Gene expression analysis indicated that the accelerated glucose consumption strengthened the PPP pathway in the evolved strain. The key gene responsible for NAD(P)H regeneration in this process, glucose-6-phosphate dehydrogenase gene (CGS9114_RS06460), as well as glyceraldehyde-3-phosphate dehydrogenase gene (CGS9114_RS09335) in glycolysis were both obviously upregulated by more than 2-fold, and therefore, it could supply sufficient cofactors needed for the reduction conversion of furan aldehyde and phenolic aldehyde inhibitors (Gorsich et al. 2006; Liu 2011; Nguyen et al. 2014; Wang et al. 2017). Other than the NAD(P)H regeneration, the CGS9114_RS02660, being directly regulated by McbR and encoding homoserine O-acetyltransferase in the methionine biosynthesis, was upregulated by 5.48-fold in the evolved strain (data not shown), indicating that the mutant regulator McbR probably promotes the S-adenosylmethionine biosynthesis and further improves the inhibitor tolerance individually or synergistically with the accelerated NAD(P)H production (Miller et al. 2009). Another mutated gene CGS9114_RS08730 (Table 2) which probably protect the cell against environmental stress might also play important roles in inhibitor tolerance improvement in the evolved strain, as the stress tolerance of strain is always the results of multi-gene regulation.
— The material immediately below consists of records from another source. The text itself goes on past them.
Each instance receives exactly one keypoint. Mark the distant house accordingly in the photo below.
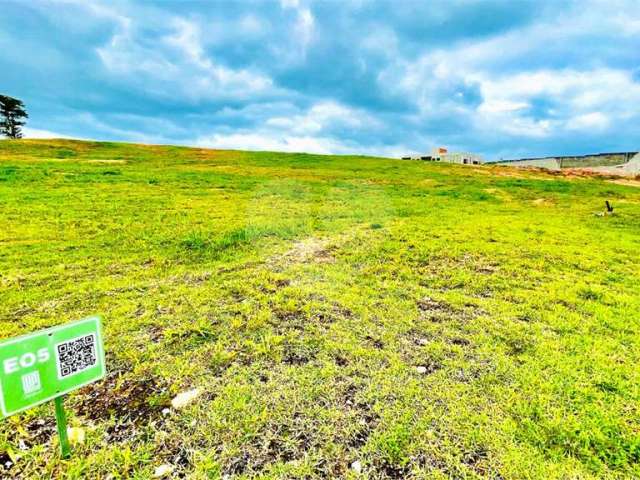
(441, 154)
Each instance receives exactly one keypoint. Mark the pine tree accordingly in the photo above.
(12, 115)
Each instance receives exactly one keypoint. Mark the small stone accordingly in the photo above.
(185, 398)
(163, 470)
(76, 435)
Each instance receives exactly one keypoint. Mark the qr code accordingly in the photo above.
(75, 356)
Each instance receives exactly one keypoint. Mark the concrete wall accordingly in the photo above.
(582, 161)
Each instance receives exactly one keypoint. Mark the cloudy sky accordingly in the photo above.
(505, 78)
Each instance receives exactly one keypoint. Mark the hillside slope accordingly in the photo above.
(425, 320)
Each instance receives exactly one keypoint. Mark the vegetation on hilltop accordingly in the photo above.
(425, 320)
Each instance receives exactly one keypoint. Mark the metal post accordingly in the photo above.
(61, 419)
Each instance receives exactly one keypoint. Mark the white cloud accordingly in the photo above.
(179, 63)
(29, 132)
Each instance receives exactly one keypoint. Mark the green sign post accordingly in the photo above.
(48, 364)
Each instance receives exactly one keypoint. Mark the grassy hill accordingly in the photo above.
(425, 320)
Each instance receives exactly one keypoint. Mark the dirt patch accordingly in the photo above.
(310, 250)
(130, 400)
(628, 183)
(430, 305)
(39, 431)
(107, 161)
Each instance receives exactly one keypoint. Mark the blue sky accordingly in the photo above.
(505, 78)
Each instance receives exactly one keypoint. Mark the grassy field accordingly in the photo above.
(425, 320)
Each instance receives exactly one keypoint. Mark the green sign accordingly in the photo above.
(44, 365)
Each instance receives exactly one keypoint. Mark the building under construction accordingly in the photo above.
(441, 154)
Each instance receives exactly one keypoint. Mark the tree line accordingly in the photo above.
(12, 116)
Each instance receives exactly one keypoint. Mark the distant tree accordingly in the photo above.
(12, 115)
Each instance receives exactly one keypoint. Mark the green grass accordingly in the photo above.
(300, 293)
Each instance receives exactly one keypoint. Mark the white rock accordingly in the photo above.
(185, 398)
(76, 435)
(163, 470)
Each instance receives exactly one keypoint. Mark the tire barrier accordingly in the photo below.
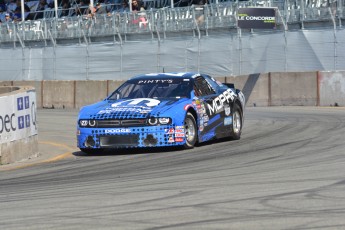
(18, 126)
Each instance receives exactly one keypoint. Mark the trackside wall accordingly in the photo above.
(18, 127)
(315, 88)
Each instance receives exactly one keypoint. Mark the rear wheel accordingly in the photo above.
(236, 122)
(190, 130)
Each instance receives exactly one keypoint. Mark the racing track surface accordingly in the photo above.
(286, 172)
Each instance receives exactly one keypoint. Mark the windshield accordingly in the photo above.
(153, 88)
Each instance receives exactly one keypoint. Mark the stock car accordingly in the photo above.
(162, 109)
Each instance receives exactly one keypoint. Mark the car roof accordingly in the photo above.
(167, 75)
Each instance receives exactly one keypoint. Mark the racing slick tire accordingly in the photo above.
(236, 123)
(190, 130)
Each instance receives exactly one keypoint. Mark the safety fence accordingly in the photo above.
(158, 22)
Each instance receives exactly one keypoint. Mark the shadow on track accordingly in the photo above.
(138, 151)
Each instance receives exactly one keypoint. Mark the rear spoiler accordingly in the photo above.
(230, 85)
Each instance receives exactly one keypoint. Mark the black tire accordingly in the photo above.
(190, 130)
(91, 151)
(237, 118)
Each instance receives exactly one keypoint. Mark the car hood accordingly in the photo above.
(132, 108)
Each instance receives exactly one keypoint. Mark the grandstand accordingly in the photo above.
(161, 18)
(171, 37)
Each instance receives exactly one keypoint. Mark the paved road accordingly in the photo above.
(286, 172)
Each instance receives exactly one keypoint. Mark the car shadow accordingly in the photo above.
(128, 151)
(138, 151)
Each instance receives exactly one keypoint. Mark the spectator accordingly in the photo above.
(11, 6)
(123, 8)
(2, 15)
(199, 11)
(82, 8)
(3, 6)
(100, 9)
(18, 12)
(137, 5)
(8, 17)
(42, 6)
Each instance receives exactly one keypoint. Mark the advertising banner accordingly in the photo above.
(256, 18)
(17, 116)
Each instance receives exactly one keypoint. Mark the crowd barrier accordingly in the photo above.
(163, 20)
(18, 128)
(316, 88)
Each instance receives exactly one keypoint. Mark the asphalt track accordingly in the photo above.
(286, 172)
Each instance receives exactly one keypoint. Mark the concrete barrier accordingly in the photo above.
(18, 128)
(255, 88)
(59, 94)
(331, 88)
(299, 88)
(265, 89)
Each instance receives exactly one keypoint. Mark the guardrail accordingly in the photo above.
(156, 21)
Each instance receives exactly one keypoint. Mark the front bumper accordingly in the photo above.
(131, 137)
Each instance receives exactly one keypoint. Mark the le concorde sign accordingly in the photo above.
(256, 18)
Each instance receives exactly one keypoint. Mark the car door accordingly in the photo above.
(210, 110)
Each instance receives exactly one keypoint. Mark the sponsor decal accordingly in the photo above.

In conclusion, a robust industrial strain C. glutamicum for glutamic acid production was successfully developed by adaptive evolution approach with high tolerance to different inhibitors from pretreated lignocellulosic feedstocks. Genome re-sequencing and transcriptional analysis were performed to determine the underlying genetic changes responsible for the improvement inhibitor tolerance and fermentation performance in the evolved strain. Further works such as overexpression or co-overexpression of different mutant relevant genes, as well as directly introducing the mutations in the original strain or reverting to the wild-type allele in the evolved strain, should be performed to fully understand the mechanisms involved in the phenotypes alteration. However, the mutated genes identified in the present study can be considered as the candidate genes for robust strains modification in the future. The present study also provided a practical method for improving fermentability of microorganisms used in industrial lignocellulose biorefinery.